Minha irmã era uma pessoa trabalhadora, correta, íntegra. Mas ela se transmutou em 4 anos de uma forma que não a reconheço mais. Não a reconheço como irmã. É outra pessoa: mais endurecida, radical, obtusa.
"Houve alguma inflexão durante a vida da minha irmã e ela 'pegou gosto' por esse autoritarismo reacionário
Pelo menos desde o impeachment [de Dilma Rousseff, em 2016], temos uma série de atritos e ela sempre nos acusou de 'fanatismo político".
Na pandemia, me choquei porque ela defendia o kit covid, com cloroquina [sem eficácia contra a doença]. Tivemos uma briga pesada e ficamos um tempo sem nos falar.
Já nas eleições, ela fez campanha, bandeiraços, mas, até onde sei, não foi a quartéis nem participou dos bloqueios nas estradas.
A participação dela nos ataques em Brasília foi surpresa absoluta. Até minha sobrinha disse estar decepcionadíssima com a atitude da própria mãe.
"Meu sentimento transita entre a decepção e a tristeza profunda. Não defino como raiva, só tristeza mesmo.
Minha mãe, que sempre foi ativista pró-esquerda, está devastada desde então. Meu avô, pai dela, era comunista e chegou a ser preso pela ditadura logo depois do AI-5 [decreto que marcou o período de maior repressão e censura da ditadura militar].
'Mandei e-mail chorando'
Desde aquele dia, tenho acompanhado o máximo possível de postagens e assistido aos vídeos feitos pelos vândalos, para ver se ela está identificável em algum. Nada até agora.
A denunciei no e-mail do Ministério da Justiça e no do Ministério Público Federal. Infelizmente não consegui juntar vídeos, fotos ou prints. É apenas meu relato, mas, se solicitarem informações da companhia aérea ou dados de geolocalização do celular dela, encontrarão provas.

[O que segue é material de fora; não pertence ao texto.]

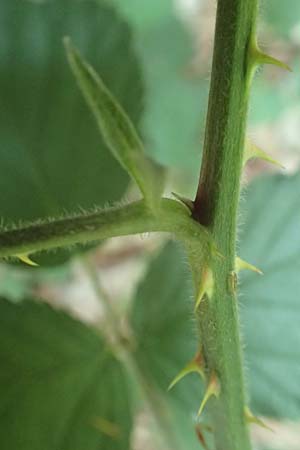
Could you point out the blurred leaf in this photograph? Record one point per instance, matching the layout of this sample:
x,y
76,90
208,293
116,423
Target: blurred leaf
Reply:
x,y
270,310
282,16
116,128
52,158
143,13
60,387
161,319
176,100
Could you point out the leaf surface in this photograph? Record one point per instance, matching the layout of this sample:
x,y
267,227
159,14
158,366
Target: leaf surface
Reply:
x,y
53,160
270,309
116,128
60,387
162,322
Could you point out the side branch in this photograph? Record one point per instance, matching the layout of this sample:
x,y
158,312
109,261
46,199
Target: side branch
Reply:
x,y
134,218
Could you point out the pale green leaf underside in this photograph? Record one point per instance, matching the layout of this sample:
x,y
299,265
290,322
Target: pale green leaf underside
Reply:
x,y
270,308
60,388
53,160
116,128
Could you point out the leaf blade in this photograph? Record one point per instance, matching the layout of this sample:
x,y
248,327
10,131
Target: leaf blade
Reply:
x,y
57,378
116,128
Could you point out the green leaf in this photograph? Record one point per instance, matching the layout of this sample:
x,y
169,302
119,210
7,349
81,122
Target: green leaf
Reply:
x,y
161,320
60,387
52,158
176,99
116,128
282,16
270,310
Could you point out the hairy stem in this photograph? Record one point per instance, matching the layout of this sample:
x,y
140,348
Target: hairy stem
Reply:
x,y
134,218
216,207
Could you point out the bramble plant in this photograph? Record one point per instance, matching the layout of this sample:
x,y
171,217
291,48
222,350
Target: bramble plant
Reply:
x,y
65,385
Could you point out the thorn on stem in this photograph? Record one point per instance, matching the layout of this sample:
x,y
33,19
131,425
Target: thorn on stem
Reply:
x,y
213,389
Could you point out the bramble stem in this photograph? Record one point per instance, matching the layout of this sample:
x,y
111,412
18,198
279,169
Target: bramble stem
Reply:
x,y
216,207
134,218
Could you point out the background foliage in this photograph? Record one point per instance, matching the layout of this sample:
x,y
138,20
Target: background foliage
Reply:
x,y
61,385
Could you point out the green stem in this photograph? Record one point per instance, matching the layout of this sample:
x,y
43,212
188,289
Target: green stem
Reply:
x,y
216,207
134,218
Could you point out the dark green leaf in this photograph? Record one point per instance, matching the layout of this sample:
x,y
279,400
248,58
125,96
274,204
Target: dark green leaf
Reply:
x,y
52,158
270,304
60,388
166,337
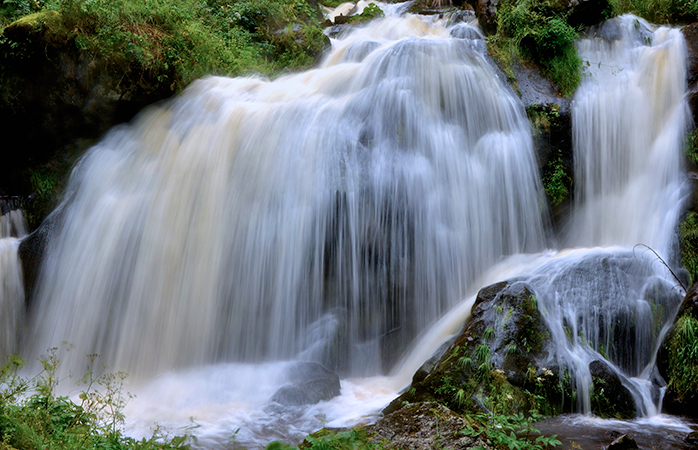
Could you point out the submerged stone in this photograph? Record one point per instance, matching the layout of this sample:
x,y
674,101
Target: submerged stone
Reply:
x,y
310,383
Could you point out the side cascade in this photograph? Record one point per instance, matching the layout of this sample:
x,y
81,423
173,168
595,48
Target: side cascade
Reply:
x,y
614,305
11,282
330,215
630,117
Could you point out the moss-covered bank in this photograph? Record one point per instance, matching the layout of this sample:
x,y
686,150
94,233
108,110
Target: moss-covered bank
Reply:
x,y
72,69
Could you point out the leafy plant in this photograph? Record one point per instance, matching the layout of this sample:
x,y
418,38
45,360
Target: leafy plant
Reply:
x,y
33,417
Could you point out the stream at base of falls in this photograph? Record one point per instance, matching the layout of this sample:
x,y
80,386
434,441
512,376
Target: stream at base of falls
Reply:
x,y
348,216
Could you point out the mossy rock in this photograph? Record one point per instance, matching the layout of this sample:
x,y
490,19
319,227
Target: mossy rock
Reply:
x,y
677,360
609,398
496,363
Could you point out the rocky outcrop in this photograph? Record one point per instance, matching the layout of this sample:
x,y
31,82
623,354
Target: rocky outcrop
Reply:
x,y
33,248
579,13
56,99
421,426
609,398
310,383
551,126
624,442
496,363
677,360
690,33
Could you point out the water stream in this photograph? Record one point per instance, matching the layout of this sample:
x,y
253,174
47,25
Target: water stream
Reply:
x,y
348,215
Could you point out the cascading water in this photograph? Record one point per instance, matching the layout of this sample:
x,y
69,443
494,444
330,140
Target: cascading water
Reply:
x,y
629,122
334,215
11,282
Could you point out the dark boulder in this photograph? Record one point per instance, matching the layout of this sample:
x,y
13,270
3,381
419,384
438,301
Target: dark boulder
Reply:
x,y
32,251
421,426
677,359
310,383
497,362
609,398
690,33
486,12
624,442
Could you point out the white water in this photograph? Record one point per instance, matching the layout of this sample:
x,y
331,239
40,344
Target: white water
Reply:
x,y
11,282
630,117
335,215
332,214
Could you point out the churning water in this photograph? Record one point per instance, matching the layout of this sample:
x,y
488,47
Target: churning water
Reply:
x,y
338,214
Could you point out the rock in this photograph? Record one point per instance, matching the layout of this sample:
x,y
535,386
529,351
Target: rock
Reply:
x,y
310,384
57,98
692,438
679,367
422,426
690,33
486,12
429,365
551,125
625,442
609,398
342,12
32,250
483,366
584,13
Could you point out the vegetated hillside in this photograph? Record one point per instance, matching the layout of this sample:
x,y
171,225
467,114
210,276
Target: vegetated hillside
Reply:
x,y
71,69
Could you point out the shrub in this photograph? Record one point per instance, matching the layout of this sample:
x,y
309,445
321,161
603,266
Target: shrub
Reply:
x,y
533,30
32,417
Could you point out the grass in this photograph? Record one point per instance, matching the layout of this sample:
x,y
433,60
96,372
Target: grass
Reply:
x,y
683,358
533,30
33,417
659,11
171,43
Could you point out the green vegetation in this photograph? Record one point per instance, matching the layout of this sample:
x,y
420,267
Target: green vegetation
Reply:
x,y
357,439
534,30
689,244
556,181
154,42
659,11
683,359
33,417
370,12
510,431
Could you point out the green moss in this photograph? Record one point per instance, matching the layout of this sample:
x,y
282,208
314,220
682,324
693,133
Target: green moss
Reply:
x,y
683,358
370,12
534,30
689,244
659,11
169,43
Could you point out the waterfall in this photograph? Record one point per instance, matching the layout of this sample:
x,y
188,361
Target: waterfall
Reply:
x,y
330,215
630,117
11,282
336,215
629,121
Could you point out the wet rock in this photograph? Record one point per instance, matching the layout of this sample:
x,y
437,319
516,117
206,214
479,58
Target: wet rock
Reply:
x,y
609,398
422,426
486,11
690,33
342,13
692,438
677,363
551,126
310,383
624,442
506,366
429,365
584,13
32,251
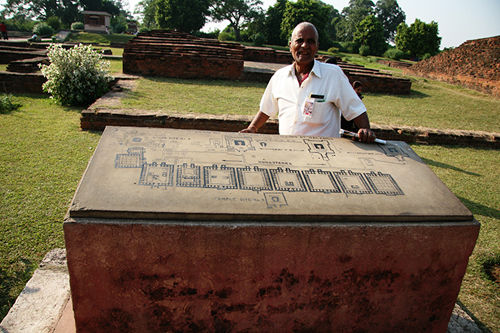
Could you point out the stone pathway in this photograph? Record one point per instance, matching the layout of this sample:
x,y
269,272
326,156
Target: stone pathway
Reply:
x,y
44,306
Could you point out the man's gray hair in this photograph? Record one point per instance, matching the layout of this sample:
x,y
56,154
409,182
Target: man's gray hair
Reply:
x,y
306,24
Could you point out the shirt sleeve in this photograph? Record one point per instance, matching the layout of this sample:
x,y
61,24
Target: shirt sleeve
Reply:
x,y
269,104
348,102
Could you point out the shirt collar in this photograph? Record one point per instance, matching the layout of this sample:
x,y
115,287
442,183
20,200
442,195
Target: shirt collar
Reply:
x,y
316,70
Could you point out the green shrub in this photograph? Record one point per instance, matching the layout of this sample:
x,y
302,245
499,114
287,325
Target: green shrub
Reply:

Mandei o e-mail de denúncia chorando. É uma sensação muito ruim, de fracasso, ver alguém do seu núcleo mais íntimo com esse perfil, travestido de um patriotismo fajuto.
Sei que isso pode trazer complicações para ela, até no trabalho. Mas crime não tem desculpa e é a Justiça quem tem de decidir.
Se eu tivesse visto um vizinho [em ato golpista], não iria denunciar? Acho que, assim como eu, muita gente por aí deve ter um familiar que tenha participado. Espero encorajar essas pessoas.
Como tenho perfil legalista, gostaria que minha irmã fosse de fato presa e indiciada. Só temo pela saúde emocional da nossa mãe. Quando ela soube que denunciei, ficou apavorada, sem saber o que vai acontecer. Mas eu disse: 'vamos aguardar'.
Fiz minha parte e espero que as autoridades façam a parte delas.